Découverte de la méthylation de l’ADN des bactéries et du microbiome grâce à la technologie des nanopores

Un article de Gang Fang, PhD pour News Medical Life Sciences

La méthylation de l’ADN bactérien se produit dans divers contextes de séquence et joue des rôles fonctionnels importants dans la défense cellulaire et la régulation des gènes. Un nombre croissant d’études ont rapporté que la méthylation de l’ADN bactérien jouait un rôle important dans des phénotypes cliniquement pertinents, parmi ces derniers on trouve entre autres, la virulence, la colonisation de l’hôte, la sporulation ou bien la formation de biofilms.


Les méthylomes bactériens contiennent trois formes primaires de méthylation de l’ADN : N6-méthyladénine (6 mA), N4-méthylcytosine (4mC) et 5-méthylcytosine (5mC). Le séquençage au bisulfite, largement utilisé pour la cartographie de la méthylation de l’ADN dans les génomes de mammifères, n’est pas efficace pour résoudre les méthylomes bactériens. Le séquençage en temps réel d’une seule molécule (SMRT) peut cartographier efficacement les événements 6mA et 4mC, et a permis l’étude de plus de 4 000 méthylomes bactériens au cours des dix dernières années. Cependant, le séquençage SMRT ne peut pas détecter efficacement la méthylation du 5mC.


Résultats : Dans ce travail, nous avons développé une nouvelle méthode qui permet le séquençage nanopore pour une découverte de la méthylation largement applicable. Nous l’avons appliquée aux bactéries individuelles et au microbiome intestinal pour une découverte fiable de la méthylation. En outre, nous avons démontré l’utilisation de la méthylation de l’ADN pour l’analyse du microbiome à haute résolution, en cartographiant les éléments génétiques mobiles avec leurs génomes hôtes directement à partir d’échantillons de microbiome.

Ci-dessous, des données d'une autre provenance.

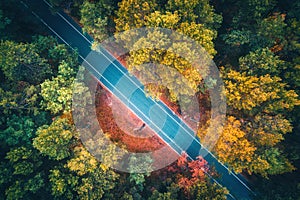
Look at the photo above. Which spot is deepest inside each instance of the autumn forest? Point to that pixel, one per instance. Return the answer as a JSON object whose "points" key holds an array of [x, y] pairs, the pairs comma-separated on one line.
{"points": [[255, 47]]}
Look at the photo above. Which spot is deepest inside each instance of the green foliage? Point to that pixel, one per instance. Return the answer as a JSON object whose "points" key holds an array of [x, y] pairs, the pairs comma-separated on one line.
{"points": [[237, 37], [198, 11], [57, 93], [19, 130], [21, 62], [262, 62], [55, 140], [95, 19], [272, 29], [131, 13], [202, 190]]}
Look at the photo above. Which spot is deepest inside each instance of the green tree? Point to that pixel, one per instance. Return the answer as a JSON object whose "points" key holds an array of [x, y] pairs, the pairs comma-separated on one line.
{"points": [[57, 93], [55, 140], [96, 20], [21, 62]]}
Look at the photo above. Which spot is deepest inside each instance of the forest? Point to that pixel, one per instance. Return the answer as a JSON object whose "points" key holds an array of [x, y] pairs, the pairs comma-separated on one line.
{"points": [[255, 46]]}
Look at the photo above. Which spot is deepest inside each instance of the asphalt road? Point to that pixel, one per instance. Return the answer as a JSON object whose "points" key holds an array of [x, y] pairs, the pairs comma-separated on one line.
{"points": [[130, 91]]}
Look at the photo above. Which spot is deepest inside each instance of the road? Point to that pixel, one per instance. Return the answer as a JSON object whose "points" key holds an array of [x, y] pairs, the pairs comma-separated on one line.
{"points": [[114, 76]]}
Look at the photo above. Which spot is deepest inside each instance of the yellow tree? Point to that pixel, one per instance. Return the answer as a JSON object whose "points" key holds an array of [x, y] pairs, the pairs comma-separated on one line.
{"points": [[159, 47], [257, 102]]}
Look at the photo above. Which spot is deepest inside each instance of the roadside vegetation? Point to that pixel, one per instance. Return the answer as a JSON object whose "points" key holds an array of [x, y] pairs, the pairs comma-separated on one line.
{"points": [[255, 45]]}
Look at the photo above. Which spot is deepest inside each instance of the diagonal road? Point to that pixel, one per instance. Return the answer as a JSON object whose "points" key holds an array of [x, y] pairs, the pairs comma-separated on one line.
{"points": [[107, 69]]}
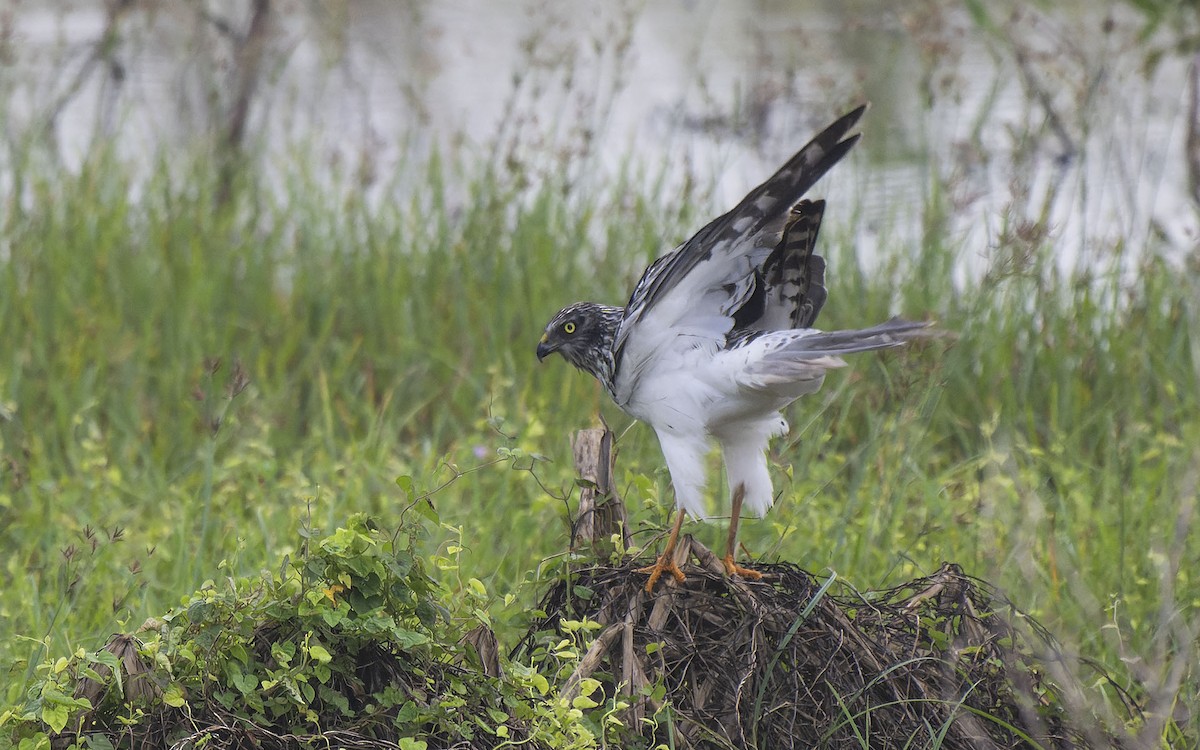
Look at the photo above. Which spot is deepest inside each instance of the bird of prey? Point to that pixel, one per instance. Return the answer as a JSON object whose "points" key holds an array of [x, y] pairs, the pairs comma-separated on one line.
{"points": [[717, 339]]}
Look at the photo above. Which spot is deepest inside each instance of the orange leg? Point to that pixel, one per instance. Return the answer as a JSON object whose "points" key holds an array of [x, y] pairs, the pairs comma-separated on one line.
{"points": [[666, 561], [731, 545]]}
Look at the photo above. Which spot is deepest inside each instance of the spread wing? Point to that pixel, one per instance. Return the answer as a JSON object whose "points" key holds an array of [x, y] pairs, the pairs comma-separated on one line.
{"points": [[749, 270]]}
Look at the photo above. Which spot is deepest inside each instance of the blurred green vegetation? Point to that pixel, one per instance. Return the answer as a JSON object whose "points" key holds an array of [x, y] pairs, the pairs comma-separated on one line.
{"points": [[186, 382]]}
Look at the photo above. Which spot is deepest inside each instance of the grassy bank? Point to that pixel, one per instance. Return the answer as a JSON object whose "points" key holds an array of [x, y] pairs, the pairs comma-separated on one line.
{"points": [[185, 383]]}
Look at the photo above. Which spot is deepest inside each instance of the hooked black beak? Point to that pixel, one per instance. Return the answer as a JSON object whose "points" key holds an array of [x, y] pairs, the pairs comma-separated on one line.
{"points": [[545, 348]]}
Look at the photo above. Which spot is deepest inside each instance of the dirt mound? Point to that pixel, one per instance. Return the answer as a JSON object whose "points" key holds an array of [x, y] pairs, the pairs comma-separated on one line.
{"points": [[792, 661]]}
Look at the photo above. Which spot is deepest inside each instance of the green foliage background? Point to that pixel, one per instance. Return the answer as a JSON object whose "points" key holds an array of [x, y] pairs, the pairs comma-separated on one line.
{"points": [[186, 383]]}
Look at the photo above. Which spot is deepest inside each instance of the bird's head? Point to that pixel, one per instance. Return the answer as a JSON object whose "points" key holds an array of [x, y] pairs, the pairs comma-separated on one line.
{"points": [[583, 334]]}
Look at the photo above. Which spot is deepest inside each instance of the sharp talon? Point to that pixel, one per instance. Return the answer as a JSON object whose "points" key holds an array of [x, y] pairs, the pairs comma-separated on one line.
{"points": [[733, 569], [664, 564]]}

En quoi cette recherche est-elle intéressante ?
Pour lutter contre les agents pathogènes bactériens. La résistance aux antibiotiques représente un grand risque pour la santé publique. Pour lutter au mieux contre les pathogènes bactériens, il est important de découvrir de nouvelles cibles médicamenteuses.
De plus en plus de preuves suggèrent que la méthylation de l’ADN bactérien joue un rôle important dans la régulation de la physiologie bactérienne, comme la virulence, la sporulation, la formation de biofilms, l’interaction pathogène-hôte, etc. La nouvelle méthode utilisée dans ce travail permet aux chercheurs de découvrir plus efficacement les nouvelles méthylations de l’ADN des agents pathogènes bactériens, ouvrant ainsi de nouvelles possibilités de découvrir de nouvelles cibles pour concevoir de nouveaux inhibiteurs.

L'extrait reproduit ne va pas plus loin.